Termed ‘parent consulting’, special education advocacy originated as an informal, unpaid activity in which parents provided advice and emotional support to other parents by accompanying them at school meetings. Individuals and agencies throughout the country, some non-profit, started to offer courses that purported to teach the basics of special education law and advocacy skills. For a fee that ranged from a few hundred to a few thousand dollars, any participant who could pay was eligible to take the class. There were no entry requirements. The participants referred to themselves as ‘parent consultant’ or ‘special education advocacy’; those terms will be used here interchangeably.
After several years, parent consultants started to charge money for their advice, to refer to their activity as ‘advocacy’, and to refer to themselves as ‘professionals’. However, unlike the hundreds of ‘professionals’ subject to state regulation, special education consultants or advocates are not subject to any regulation. Some special education advocates charge more than $120/hour, a rate that exceeds that charged by many attorneys.
Many parents do not know that states do not regulate special education advocates, and parents are not aware of the significance of the absence of regulation. There are two reasons for which parents might incorrectly assume that special education advocacy was regulated. First, the word ‘advocate’ is one of the meanings of the word ‘lawyer’, and the legal profession is regulated. Second, states regulate hundreds of categories of service providers including hairdressers, plumbers and aestheticians.

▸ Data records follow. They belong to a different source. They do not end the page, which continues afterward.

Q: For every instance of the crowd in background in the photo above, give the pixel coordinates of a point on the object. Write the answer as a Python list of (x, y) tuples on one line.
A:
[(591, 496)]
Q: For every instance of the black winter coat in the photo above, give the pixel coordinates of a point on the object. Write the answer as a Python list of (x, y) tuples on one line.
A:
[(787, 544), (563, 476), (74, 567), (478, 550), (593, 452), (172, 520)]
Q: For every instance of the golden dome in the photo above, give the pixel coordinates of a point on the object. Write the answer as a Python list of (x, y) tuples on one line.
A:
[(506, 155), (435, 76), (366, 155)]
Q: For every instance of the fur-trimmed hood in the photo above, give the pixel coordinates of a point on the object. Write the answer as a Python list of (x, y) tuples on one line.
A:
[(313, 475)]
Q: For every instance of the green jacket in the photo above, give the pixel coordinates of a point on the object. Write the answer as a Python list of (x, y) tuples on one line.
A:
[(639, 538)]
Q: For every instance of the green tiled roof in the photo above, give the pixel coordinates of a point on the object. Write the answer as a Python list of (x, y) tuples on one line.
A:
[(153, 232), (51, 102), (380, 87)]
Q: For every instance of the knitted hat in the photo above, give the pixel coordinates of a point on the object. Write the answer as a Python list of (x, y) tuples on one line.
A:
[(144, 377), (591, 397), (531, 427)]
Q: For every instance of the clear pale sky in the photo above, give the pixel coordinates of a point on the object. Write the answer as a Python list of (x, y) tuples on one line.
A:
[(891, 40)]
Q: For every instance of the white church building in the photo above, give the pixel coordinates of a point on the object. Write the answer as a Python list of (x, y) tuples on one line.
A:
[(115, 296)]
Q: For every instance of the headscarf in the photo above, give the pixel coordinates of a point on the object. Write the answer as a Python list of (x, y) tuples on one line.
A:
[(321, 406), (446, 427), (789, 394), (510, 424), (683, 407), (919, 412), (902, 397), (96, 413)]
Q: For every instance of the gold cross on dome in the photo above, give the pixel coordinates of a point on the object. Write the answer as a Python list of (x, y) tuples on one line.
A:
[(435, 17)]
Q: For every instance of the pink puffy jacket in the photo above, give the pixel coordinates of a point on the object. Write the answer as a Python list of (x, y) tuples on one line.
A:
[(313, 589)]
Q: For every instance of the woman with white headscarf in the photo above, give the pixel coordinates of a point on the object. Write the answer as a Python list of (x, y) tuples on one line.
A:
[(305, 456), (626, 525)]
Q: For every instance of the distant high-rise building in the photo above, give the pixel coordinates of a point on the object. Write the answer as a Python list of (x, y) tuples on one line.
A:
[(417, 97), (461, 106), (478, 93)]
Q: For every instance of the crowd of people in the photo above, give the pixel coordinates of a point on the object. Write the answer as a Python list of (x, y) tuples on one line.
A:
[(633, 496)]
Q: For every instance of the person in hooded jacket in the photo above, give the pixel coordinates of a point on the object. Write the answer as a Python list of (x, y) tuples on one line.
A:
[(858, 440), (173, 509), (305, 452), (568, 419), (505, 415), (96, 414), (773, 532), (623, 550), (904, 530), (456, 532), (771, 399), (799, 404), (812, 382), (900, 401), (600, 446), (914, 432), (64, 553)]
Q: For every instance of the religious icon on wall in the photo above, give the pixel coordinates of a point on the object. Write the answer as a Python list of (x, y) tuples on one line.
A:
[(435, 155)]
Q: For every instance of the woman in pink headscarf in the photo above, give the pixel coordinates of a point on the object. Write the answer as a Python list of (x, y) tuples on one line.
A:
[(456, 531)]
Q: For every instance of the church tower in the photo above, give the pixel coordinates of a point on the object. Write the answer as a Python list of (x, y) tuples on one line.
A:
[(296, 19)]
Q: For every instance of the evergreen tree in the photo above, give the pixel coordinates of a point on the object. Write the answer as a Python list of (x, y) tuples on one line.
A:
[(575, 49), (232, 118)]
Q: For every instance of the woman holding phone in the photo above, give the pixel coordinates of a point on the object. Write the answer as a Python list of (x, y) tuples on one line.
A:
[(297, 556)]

The absence of regulation means that the safeguards that consumers take for granted when they pay for other services are absent when they hire special education advocates.
Special education advocates don’t go through the rigorous screening process attorneys such as myself and my daughter went through in order to become admitted to the bar. The attorney admission process takes between three-four years and includes several steps. Its goals include a uniform method for protecting the public from unwittingly paying money to individuals who are unqualified, impaired, or have criminal backgrounds. The process includes the following steps:
Before being admitted to practice law, a prospective attorney must not only graduate successfully from law school, pass a bar exam and also a professional ethics exam. She must also complete documentation attesting to her. Upon admission to the bar, he must agree to adhere to the attorney code of ethics and to face sanctions, including disbarment, if he violates the rules.
Special education advocates should go through a rigorous vetting and educational process similar to the process that attorneys undergo because advocates have access to private, sensitive information, they give quasi-legal advice which if incorrect could cause significant damage to their clients, and because advocates participate in very significant relationships on behalf of clients. The screening and educational process could help to ensure that the advocates are prepared for the tasks.
Special education advocates have access to clients’ private medical, psychiatric evaluations, and educational records. Advocates advise clients about some of the most important decisions that a family will make, for example, what services a child needs, whether the services the child is receiving are appropriate, what schools or other placement, what tests, what the law says, and whether to consult with a lawyer. Special education advocate participate in some of the most significant relationships that a families have, the relationship with school. Clients are very vulnerable.
The advocates’ access to information, the advice-giving role and their participation in clients’ significant relationships carries the moral responsibility to act in accordance with certain professional standards. Those standards are similar to those that govern the attorney rules of professional conduct, including the requirements to protecting client confidentiality.
I have met advocates who provide misinformation about the law, special needs, and other topics, who gossip about clients, have difficulty establishing personal and professional boundaries, make inappropriate recommendations, charge fees that are too high, fail to document important conversations, reenact their own conflicts with school districts while representing their clients, or are dishonest about their business practices.
Clients should be assured of receiving quality service from well-educated, professionals, who have passed examinations to demonstrate competency. Special education advocates should be regulated by states in order to ensure these goals.